(2 of 3)
Freud believed that "it is impossible to imagine our own death," and that "this may even be the secret of heroism." He also attributed the birth of religion to "illusions projected outward" by those who were living in the face of death. According to Freud, the ambivalence that men still feel at the death of someone close must have been experienced by primitive man. "It was beside the dead body of someone he loved," wrote Freud, "that he invented spirits, and his sense of guilt at his satisfaction, mingled with his sorrow, turned these newborn spirits into evil demons that had to be dreaded. His persisting memory of the dead became the basis for assuming other forms of existence and gave him the conception of life continuing after apparent death."
Perhaps the best known of Freud's theories about death is the concept of a death instinct, which he formulated in 1920. Freud was certain that "the aim of all life is death." But he also believed that the death wish was balanced by Eros, a loving, positive drive that seeks to preserve life. "Could it be," Schur asks, "that uncovering a 'death instinct' permitted Freud to live with the reality of death?"
If so, the theory of the death instinct must have been especially helpful to Freud after the spring of 1923. On April 25 of that year, he wrote Jones: "I detected two months ago a leucoplastic growth on my jaw and palate which I had removed on the 20th.

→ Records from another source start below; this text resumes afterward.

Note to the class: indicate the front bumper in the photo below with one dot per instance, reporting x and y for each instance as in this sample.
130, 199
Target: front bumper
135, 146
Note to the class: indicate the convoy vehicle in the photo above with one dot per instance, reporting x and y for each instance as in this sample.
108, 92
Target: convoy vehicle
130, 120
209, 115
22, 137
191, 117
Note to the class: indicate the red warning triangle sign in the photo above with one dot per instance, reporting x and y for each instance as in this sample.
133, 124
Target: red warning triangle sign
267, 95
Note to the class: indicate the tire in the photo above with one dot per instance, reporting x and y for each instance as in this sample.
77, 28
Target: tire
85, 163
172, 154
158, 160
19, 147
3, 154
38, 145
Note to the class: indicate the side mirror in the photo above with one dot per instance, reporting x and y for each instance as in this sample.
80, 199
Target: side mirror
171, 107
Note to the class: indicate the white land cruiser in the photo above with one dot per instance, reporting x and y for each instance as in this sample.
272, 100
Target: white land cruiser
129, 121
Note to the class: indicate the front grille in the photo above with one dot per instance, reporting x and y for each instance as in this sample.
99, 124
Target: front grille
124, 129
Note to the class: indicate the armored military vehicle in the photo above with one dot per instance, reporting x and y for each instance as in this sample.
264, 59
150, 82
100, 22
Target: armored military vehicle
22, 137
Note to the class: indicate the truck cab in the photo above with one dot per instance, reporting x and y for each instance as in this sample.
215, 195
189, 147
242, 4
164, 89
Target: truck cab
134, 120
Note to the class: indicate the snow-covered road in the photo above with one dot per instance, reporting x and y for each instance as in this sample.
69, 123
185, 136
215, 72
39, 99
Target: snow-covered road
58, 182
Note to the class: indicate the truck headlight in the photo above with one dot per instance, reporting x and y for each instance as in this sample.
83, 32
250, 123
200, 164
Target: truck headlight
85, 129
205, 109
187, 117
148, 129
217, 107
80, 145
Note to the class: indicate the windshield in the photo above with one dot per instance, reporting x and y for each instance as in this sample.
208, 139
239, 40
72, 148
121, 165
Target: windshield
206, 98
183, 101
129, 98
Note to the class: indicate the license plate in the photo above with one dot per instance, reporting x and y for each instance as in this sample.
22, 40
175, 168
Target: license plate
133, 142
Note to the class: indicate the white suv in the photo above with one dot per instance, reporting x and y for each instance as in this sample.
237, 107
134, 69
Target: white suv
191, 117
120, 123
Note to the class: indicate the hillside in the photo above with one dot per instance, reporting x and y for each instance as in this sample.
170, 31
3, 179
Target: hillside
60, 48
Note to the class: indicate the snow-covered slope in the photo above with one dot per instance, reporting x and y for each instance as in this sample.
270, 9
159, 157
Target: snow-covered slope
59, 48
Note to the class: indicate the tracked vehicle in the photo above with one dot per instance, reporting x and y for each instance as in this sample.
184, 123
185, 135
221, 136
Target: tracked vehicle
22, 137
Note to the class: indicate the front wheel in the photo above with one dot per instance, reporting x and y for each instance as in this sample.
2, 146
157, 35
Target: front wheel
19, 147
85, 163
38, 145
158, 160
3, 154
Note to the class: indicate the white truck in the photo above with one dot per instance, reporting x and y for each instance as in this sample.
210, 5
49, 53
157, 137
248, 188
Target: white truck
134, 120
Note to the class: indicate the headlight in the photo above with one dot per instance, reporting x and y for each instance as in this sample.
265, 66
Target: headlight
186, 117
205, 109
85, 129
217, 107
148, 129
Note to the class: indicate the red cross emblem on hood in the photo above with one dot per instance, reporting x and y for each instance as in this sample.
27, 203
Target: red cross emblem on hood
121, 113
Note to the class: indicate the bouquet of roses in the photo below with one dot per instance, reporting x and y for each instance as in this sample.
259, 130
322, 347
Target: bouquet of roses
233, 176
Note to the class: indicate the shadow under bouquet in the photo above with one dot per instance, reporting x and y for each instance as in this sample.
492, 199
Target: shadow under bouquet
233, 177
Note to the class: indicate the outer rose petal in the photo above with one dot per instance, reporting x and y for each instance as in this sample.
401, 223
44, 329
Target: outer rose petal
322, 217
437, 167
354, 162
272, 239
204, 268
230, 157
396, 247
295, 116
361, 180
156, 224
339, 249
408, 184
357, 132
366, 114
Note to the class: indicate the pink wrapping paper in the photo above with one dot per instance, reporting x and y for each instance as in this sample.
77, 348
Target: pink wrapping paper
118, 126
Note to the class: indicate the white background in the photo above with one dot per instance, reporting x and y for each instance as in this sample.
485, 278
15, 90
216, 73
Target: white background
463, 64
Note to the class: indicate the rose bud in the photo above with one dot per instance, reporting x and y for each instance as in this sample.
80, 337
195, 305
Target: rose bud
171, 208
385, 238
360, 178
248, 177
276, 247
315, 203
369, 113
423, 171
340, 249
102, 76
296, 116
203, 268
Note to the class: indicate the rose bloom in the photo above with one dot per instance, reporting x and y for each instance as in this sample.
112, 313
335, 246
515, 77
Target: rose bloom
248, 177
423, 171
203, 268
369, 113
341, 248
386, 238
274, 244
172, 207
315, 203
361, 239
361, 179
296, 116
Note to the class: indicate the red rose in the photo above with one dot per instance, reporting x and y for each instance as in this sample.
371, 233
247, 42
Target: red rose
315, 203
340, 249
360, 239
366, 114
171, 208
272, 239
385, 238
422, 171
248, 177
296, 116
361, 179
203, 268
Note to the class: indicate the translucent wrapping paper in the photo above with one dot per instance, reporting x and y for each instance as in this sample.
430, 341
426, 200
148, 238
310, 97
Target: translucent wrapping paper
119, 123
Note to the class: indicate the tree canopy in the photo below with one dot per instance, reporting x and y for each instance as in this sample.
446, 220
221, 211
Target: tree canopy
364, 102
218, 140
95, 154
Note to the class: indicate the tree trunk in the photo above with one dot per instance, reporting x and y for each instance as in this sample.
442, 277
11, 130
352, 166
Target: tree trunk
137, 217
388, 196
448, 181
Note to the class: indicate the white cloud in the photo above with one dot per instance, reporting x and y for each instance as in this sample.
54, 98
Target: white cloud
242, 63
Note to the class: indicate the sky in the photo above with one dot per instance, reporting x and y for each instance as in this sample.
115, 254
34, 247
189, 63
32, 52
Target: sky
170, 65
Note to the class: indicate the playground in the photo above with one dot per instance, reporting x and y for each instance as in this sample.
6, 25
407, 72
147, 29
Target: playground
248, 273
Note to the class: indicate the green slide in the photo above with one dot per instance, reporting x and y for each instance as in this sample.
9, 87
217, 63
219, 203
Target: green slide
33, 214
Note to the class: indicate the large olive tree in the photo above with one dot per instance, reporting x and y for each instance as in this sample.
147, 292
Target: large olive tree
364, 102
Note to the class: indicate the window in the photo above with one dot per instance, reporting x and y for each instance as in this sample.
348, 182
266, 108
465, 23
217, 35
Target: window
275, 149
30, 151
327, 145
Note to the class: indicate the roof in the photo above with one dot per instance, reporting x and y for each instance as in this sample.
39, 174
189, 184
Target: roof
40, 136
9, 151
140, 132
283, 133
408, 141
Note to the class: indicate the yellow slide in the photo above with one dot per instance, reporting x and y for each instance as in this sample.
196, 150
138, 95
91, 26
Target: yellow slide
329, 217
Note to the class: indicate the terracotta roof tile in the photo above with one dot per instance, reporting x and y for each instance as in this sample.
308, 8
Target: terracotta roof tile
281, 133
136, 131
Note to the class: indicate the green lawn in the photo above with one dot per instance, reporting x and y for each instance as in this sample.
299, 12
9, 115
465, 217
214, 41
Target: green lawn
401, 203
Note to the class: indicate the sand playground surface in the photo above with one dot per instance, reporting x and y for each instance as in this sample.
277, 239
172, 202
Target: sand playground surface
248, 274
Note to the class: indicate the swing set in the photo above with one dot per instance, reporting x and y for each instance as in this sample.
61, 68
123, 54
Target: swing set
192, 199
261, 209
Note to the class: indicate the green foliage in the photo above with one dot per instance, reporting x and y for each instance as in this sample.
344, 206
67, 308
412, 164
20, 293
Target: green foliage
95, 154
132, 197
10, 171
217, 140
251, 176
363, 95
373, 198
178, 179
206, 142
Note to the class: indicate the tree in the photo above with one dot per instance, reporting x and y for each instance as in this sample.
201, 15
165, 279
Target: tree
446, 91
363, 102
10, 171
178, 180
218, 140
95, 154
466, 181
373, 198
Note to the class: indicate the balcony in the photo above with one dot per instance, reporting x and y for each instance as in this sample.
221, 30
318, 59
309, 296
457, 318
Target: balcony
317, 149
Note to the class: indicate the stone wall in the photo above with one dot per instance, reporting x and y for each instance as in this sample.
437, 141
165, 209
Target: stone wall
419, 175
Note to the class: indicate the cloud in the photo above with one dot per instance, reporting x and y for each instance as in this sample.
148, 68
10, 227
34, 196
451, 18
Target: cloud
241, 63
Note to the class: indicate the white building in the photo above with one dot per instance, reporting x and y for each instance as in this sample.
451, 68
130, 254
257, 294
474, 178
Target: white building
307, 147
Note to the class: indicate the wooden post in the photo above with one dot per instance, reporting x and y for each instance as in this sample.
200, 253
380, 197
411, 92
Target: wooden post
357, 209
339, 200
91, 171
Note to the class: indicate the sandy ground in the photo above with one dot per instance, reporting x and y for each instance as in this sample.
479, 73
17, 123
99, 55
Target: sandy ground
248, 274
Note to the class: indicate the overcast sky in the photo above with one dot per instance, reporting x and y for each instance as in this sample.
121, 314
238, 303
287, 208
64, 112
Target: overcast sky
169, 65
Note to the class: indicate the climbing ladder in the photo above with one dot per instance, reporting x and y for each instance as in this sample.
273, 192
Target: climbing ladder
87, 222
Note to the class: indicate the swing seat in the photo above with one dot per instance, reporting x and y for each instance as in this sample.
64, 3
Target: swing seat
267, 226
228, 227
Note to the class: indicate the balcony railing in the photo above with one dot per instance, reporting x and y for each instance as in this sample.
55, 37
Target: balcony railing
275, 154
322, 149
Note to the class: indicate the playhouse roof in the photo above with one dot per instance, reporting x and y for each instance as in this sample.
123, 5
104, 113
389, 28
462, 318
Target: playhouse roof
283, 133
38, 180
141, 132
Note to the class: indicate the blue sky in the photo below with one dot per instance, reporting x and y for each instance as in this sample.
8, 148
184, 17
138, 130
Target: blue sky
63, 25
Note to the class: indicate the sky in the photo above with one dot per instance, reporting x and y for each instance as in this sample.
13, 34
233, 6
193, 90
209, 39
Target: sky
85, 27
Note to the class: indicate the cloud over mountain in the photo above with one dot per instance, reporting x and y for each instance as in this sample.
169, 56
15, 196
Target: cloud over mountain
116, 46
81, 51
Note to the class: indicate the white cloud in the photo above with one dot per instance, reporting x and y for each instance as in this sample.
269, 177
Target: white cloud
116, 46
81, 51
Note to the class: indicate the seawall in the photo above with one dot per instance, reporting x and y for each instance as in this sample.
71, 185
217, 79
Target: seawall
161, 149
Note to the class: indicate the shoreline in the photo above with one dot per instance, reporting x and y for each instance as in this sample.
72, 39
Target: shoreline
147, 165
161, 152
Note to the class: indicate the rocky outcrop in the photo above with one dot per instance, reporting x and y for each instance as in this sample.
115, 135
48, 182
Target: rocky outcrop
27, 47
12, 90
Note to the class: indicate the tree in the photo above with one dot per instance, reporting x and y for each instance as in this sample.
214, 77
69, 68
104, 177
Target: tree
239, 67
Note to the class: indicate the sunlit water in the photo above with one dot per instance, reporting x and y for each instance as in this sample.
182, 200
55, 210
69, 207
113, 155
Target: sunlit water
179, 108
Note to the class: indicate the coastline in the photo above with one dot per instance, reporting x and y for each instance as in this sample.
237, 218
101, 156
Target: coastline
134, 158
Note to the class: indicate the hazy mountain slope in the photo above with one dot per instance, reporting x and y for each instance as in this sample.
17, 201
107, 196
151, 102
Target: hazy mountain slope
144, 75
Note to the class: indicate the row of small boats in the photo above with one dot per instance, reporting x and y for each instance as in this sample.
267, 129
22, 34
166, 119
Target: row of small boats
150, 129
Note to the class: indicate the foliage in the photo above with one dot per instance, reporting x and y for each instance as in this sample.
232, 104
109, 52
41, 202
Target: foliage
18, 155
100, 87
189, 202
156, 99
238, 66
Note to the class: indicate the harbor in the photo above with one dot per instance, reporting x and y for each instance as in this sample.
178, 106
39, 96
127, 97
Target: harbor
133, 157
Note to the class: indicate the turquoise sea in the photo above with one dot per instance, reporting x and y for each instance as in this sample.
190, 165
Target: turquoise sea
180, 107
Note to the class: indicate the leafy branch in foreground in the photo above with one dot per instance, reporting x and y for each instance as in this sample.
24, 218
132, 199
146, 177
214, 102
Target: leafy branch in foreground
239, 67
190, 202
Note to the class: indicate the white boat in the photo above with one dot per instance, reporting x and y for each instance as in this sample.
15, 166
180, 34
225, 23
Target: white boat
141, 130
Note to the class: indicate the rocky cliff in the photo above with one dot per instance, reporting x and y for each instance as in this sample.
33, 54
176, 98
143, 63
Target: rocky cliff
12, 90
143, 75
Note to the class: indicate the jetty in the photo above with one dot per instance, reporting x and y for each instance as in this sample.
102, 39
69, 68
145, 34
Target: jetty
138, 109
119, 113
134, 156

I was assured of the benignity of the matter. My own diagnosis had been epithelioma"or cancer. He was right. In all, there were to be 33 operations on his mouth, most done with anesthetics that did not entirely eliminate pain; in one case, the usually stoic Freud interrupted his surgeon, Hans Pichler, with the words, "I cannot take any more." In 1926, "a 'typical' year with no major surgical procedures, just the unceasing attempt to achieve a bare minimum of comfort," Schur reports, there were 48 office visits to Pichler, one biopsy, two cauterizations of new lesions, and continual experiments to improve three different prostheses.
These devices replaced tissues removed in Freud's mutilating operations. His once eloquent speech was impaired, and he wrote to a colleague, "My way of eating does not permit any onlookers." The close fit of the prostheses produced sores and pain, relieved only by aspirin and locally applied analgesics. Freud was opposed to drugs that might cloud his mind.